Avoir des conclusions claires des travaux du Dialogue national permettra à notre pays de définir une feuille de route claire pour attaquer de façon sereine les prochaines échéances du calendrier républicain, avec l’accord du plus grand nombre, à défaut de l’accord de tous. Le député Mamadou Diop Decroix ne s’y trompe pas quand il invite, dans l’édition du journal Le Quotidien du 14 août 2020, à une reprise des travaux de la Commission politique pour l’adoption de «règles consensuelles de dévolution démocratique et pacifique du pouvoir». La question des élections locales dont le report à mars 2021 suscite des débats sur la possibilité de leur tenue, dans le contexte d’une persistance de la pandémie du Covid-19, pourra être réglée dans le même sillage.
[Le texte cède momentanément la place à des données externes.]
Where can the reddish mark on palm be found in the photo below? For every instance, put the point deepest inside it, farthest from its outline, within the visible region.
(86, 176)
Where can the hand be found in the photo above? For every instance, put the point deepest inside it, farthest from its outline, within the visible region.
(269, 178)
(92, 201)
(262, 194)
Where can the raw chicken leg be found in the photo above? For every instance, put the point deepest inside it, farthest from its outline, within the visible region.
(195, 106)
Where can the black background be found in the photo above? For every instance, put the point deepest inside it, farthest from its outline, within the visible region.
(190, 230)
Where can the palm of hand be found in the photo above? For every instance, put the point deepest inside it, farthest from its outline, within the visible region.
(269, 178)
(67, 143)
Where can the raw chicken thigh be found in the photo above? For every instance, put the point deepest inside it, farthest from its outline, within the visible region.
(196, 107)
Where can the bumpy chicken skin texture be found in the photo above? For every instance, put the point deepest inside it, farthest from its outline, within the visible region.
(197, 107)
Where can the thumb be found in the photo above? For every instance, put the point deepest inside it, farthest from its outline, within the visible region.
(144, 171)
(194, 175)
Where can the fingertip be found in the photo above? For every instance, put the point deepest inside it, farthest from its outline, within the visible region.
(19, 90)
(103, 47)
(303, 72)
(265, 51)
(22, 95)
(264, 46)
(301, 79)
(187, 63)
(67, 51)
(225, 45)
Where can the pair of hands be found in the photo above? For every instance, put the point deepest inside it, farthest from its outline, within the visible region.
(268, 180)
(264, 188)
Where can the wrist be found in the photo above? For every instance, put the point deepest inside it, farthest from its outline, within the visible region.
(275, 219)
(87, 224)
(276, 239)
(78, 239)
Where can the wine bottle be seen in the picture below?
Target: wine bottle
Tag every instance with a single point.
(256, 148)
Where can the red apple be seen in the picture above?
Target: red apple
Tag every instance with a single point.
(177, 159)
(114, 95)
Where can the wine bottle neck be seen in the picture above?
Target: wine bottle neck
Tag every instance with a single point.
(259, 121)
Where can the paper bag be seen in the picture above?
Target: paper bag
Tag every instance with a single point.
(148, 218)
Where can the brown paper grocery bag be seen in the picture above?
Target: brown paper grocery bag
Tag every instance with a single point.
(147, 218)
De toute façon, il devient évident que ces élections locales ne pourront plus se tenir en mars 2021. Les activités de préparation de ce scrutin n’ont pas été conduites dans les formes et délais prescrits par la loi électorale. Par exemple, entre autres préalables, la révision des listes électorales n’a pas pu être réalisée. Tous les acteurs politiques ont semblé admettre cette situation au point qu’on n’a pratiquement pas entendu une formation politique ou une organisation de la société civile poser ces manquements, négligences ou carences dans le débat public. L’obtention de solutions consensuelles des travaux de la Commission politique ne fera qu’apaiser le champ politique et nous éviter de tomber dans les travers d’une campagne électorale permanente. Ce pays a trop de priorités pour ne vivre qu’au rythme du politique et aux envies des politiques.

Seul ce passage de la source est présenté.